Total 47 Stories

  • 10 Aug
    Pooja Sarkar

    Is anxiety killing you for more profit in business

    anxiety and men

    After completion of my higher studies, I went to a new city for further education. There were lots of changes I have ever faced in my life. One of my cousins used to stay there for his work purpose. He stayed for many years there, so he had helped me to understand the city well. My cousin used to work there as a TL in one of renowned IT companies. Most of the time he was busy on phone and I noticed he has become quite aggressive during words with someone on phone.
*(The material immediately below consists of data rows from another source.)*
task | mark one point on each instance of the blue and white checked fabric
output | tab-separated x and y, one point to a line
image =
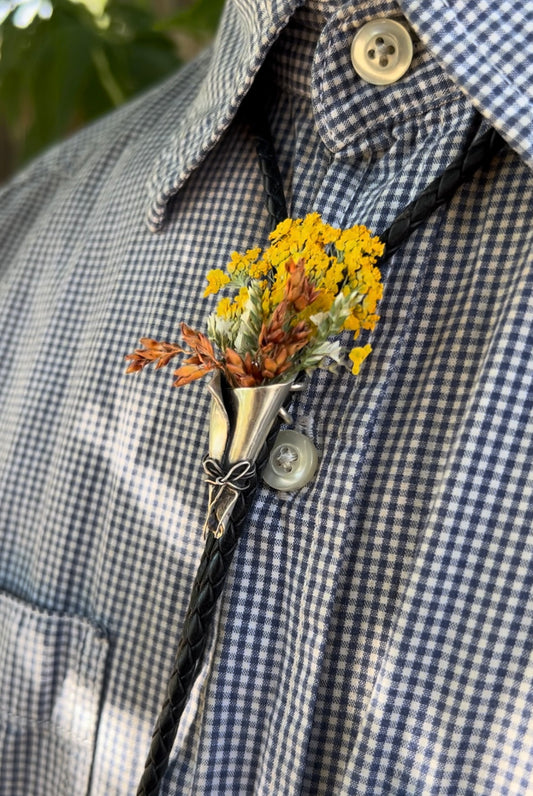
375	634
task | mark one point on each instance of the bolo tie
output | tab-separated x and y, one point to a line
232	486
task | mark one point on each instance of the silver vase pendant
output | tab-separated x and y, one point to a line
240	421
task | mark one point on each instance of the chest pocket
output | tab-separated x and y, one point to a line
51	677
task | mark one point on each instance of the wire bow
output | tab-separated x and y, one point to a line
224	487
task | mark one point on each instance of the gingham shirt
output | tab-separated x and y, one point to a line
374	636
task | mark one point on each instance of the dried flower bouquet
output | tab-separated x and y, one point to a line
285	304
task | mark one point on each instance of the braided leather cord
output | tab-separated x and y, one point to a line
218	553
206	589
440	191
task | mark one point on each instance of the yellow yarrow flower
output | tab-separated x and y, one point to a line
358	355
216	279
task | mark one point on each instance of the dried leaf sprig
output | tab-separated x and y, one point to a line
285	304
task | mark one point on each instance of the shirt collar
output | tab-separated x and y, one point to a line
246	32
248	29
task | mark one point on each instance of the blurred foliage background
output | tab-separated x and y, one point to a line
64	62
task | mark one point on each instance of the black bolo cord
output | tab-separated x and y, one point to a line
218	553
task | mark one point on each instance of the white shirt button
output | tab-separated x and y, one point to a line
292	462
382	51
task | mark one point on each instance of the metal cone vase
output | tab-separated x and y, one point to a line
240	422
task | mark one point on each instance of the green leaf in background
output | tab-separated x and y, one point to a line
63	63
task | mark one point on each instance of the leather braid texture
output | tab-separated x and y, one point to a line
206	589
440	191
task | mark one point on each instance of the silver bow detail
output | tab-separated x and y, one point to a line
224	490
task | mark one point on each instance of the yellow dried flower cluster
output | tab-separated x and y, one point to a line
286	304
334	261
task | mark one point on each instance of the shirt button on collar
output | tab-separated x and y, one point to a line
382	52
292	462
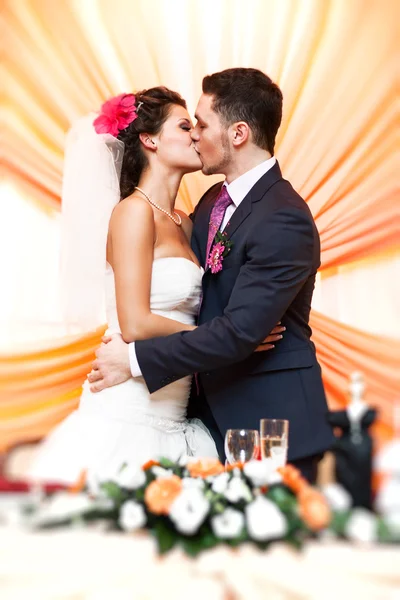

      He even used to start smoking very frequently. One day I asked him if he was facing some problems. He never denied to share his problems with me. That day I had to listen to him carefully to know his situation in a better way. I found that it was an intense problem regarding his performance in office.

    He wanted to hold his position with respect and wanted to go for further development in career, but he was facing lots of problems in the office environment, he couldn’t handle those things anymore. He has also complained for inadequacy or sleep disturbances. He was stressed all over. As per his self evaluation, his performance was falling down day by day due to the stress factor.

    I was thinking of his words, I tried to put myself in his situation, how I would feel then? Working people spend most of their time in their office and the office usually becomes their second home. Home should be like the most secure place for everyone. One who gets trouble at work environment, it will be stressful for him/her. So the very next day I sent a mail to my brother by giving him some tips to get rid of his anxiety.

    A recent survey by the American Psychiatric Association and Harris interactive found Millennials to be the most stressed generation in the US. Furthermore, they are being diagnosed with depression and anxiety disorders more than any other generation.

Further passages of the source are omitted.